Medium sour grades, including Oman, Upper Zakum and Al Shaheen, were again heard offered at around Dubai swaps +$6/b for December, while spot activity is expected to step up next week with buy tenders anticipated from Indian and Chinese refiners. On the sell side, QatarEnergy is expected to offer Al Shaheen.
ICE Brent futures for Dec22 were valued at $94.63/b at 1630pm Singapore, up $1.06/b from the previous Asia close. The Dec22 Brent/Dubai spread was steady at $0.28/b, while the Dec22 EFS was pegged slightly up at $6.10/b on the Asian market-on-close.

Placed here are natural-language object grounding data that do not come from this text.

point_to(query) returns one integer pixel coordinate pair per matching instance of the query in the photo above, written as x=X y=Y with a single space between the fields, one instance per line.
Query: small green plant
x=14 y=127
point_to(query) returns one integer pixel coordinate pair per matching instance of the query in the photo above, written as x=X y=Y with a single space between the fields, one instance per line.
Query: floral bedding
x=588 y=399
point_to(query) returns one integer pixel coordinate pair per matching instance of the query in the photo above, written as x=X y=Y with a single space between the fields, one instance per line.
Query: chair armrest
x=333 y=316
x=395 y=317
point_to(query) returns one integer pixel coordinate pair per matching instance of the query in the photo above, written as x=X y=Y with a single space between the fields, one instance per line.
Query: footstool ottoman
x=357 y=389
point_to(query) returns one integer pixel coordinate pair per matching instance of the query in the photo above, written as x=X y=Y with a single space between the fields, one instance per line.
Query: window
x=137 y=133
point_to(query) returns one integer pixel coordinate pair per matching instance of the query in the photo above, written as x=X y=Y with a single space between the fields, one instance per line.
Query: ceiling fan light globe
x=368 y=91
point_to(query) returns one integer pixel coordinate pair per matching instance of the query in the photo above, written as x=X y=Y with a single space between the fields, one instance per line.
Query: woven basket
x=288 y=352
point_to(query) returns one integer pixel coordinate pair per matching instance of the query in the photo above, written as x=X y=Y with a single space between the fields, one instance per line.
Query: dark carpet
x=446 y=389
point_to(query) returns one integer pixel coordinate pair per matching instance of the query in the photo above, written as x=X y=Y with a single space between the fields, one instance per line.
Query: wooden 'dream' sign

ADNOC confirmed its November Murban OSP at $92.45/b, as per the IFAD monthly average, compared to the October price of $98.06/b.
Products
Gasoline prices hit three-week highs in Singapore and cracks moved back to positive territory to end the week flat, but downward pressure remains amid plentiful supply. Only offers were tabled on 92 Ron gasoline, with the best at $94.50/b on MW dates, and were assessed at $94.41/b, up $1.62/b on the day. Cracks closed at +$0.16/b to ICE Brent Asia close.
There were again no physical jet indications, but the tightening gasoil market pulled jet fuel up in its wake, rising nearly $12/b versus Brent this week. Yet the November regrade widened $0.20/b to $8.20/b as jet demand is in its seasonal decline while diesel strengthened. The cash differential was unchanged at $0.50/b over swaps, leaving a flat price indication of $129.91/b, a fresh three-week high.
BP continued to bid 10ppm diesel cargoes higher on Friday, pushing its prompt bid to $5.90/b above swaps, following the strength in the European diesel market a day earlier. Unipec offered a cargo for similar dates at $7.20/b over swaps. The cash differential was assessed at $6.16/b above swaps, giving a flat price of $147.08/b, equivalent to a crack of $52.83/b, a five-week high. European cracks have jumped nearly $20/b since the start of the week to a three-month high of $67.20/b as two-thirds of France's refining capacity has been hit by strikes. October 10ppm swaps are now nearly $100/mt below the same ICE LSGO contract, its widest since late March which should shift more barrels west.
The marine fuel 0.5% sulfur paper markets were well-defined at the front of the curve, with Gunvor booking the equivalent of 25,000 mt of October paper at $707/mt and Trafigura selling the Oct/Nov spread at $33/mt. In the cash market, offers from Shell, Trafigura and Vitol were far apart from a sole bid from Gunvor, which left the physical differential steady at $21/mt FOB Straits. Those moves left the flat price up $4.53/mt day-on-day at $715.78/mt and the spot crack to Brent down $0.42/mt at +$9.49/mt.
High sulfur fuel oil cash differentials continued to tick further into positive territory as PetroChina booked a 27-31 October 380 CST cargo from Vitol at $386/mt FOB Straits and another for 2-6 November at the same price. That added another $0.15/mt to Quantum's cash assessment and left the outright price up $2.41/mt at a three-week high of $386.41/mt after a busy day for the paper market.